Single-particle exciton-initiated photo-catalytic reaction mapping on defective cuprous oxide

Although the exciton-triggered photocatalysis has recently been confirmed, so far it is limited to the low-dimensional semiconductors, and the characterization approaches are impossible to image and characterize the photo-catalytic reaction on single semiconductor photocatalysts. Herein by combining dark-field microscopy with 3, 3 ', 5, 5 '-tetramethylbenzidine as the chromogenic probe, we visually map the exciton-initiated photo catalytic reaction on defective Cu2O microcrystals in real time at the single-particle level. Single-particle imaging results reveal the heterogeneity in reactivity among different individuals and at different regions within the same microcrystal.

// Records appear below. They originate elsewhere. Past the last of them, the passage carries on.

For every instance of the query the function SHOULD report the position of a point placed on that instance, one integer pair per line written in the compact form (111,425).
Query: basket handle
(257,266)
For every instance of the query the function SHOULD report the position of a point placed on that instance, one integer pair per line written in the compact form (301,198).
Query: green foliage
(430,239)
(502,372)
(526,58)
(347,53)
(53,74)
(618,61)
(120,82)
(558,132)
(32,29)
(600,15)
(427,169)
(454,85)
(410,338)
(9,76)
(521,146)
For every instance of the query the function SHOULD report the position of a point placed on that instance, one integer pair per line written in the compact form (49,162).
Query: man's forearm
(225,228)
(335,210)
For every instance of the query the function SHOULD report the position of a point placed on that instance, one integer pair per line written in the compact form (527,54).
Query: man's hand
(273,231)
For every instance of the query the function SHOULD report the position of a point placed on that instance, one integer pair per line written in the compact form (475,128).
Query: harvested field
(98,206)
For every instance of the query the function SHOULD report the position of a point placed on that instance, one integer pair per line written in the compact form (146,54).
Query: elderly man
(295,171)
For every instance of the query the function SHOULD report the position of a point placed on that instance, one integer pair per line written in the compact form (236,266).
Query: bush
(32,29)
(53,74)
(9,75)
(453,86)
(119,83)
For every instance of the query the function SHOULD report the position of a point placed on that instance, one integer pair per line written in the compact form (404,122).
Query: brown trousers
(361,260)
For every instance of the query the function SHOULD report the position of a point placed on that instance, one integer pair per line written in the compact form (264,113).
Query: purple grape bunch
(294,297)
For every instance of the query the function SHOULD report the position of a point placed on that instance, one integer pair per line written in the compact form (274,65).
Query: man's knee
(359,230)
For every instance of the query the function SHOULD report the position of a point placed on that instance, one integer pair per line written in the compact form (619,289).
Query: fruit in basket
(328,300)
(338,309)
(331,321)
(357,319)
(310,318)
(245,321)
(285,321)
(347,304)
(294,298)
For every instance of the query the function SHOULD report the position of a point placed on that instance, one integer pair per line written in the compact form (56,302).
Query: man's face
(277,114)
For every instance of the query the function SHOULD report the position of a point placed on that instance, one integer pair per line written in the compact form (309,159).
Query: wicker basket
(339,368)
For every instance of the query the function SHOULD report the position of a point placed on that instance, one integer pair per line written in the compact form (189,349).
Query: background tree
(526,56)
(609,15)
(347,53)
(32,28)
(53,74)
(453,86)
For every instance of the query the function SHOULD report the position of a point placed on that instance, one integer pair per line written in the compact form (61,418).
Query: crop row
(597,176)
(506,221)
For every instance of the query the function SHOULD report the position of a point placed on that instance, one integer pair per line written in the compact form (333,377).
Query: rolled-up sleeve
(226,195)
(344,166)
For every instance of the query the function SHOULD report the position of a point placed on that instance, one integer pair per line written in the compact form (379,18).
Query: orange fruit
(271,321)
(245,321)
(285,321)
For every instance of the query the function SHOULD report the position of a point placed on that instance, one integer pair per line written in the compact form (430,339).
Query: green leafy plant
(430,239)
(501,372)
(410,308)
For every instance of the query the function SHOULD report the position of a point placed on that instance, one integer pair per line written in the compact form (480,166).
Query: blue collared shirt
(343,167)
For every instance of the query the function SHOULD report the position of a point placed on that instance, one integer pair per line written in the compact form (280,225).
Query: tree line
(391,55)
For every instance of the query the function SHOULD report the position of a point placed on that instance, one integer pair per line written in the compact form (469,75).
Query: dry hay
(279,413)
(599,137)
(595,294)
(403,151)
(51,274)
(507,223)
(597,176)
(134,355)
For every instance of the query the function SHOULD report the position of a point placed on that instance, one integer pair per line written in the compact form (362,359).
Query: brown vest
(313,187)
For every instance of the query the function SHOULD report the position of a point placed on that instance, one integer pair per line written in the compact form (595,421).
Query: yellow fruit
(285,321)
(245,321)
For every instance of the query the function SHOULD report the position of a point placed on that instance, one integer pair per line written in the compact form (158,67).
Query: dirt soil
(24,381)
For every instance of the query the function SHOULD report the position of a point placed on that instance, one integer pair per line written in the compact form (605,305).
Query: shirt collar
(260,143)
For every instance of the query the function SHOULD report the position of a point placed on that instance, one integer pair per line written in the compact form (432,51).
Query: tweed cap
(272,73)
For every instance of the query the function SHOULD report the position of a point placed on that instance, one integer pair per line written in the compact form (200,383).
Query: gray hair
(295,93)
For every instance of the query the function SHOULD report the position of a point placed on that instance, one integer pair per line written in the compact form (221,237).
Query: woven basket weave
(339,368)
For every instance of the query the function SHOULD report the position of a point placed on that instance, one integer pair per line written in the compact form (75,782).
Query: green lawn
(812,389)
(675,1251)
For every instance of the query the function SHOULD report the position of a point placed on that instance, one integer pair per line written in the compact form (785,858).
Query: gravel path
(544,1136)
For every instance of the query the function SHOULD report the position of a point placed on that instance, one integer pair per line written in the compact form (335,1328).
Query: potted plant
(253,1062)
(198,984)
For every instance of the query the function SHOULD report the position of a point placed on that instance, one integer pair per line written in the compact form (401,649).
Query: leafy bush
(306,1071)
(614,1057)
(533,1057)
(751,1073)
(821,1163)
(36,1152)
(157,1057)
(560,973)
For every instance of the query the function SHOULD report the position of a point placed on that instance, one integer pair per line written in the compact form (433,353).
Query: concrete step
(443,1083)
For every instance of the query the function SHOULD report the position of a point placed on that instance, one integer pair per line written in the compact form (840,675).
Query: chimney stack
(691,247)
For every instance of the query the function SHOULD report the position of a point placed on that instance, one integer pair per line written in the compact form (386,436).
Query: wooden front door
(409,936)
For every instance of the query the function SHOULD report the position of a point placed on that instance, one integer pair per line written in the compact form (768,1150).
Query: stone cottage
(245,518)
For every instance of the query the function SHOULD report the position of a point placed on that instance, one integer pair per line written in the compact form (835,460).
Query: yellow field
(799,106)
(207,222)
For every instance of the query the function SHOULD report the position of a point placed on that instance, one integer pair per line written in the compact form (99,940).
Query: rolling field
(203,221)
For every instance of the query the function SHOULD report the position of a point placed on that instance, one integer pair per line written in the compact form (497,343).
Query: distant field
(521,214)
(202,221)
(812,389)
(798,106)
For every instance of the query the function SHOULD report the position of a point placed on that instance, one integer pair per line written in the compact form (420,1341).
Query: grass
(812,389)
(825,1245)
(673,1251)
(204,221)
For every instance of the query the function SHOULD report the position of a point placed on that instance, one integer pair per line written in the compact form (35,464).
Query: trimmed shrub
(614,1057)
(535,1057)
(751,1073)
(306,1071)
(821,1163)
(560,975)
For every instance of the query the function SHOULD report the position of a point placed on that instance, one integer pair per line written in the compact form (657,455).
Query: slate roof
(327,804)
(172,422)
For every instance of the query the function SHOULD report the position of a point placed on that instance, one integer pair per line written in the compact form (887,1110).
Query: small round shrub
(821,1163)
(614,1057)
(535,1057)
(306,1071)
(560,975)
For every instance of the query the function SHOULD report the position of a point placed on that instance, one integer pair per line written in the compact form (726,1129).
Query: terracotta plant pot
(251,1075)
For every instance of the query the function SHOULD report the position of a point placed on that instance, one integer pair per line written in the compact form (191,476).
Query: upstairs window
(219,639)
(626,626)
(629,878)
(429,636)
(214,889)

Moreover, the reaction rate constant of this photocatalytic reaction is determined as well. The theoretical simulations suggest that the introduction of Mn2+ can modulate the electronic structure and enhance the oxygen affinity of Cu2O, facilitating the production of O-1(2). This high spatio-temporal-resolution imaging approach is general, which is also appropriate for investigating the exciton effects on Fe2+-doped Cu2O microcrystals.

Automated summary

By combining dark-field microscopy with a chromogenic probe, we visualized the exciton-initiated photocatalytic reaction on individual Cu2O microcrystals, revealing heterogeneity in reactivity and determining the reaction rate constant.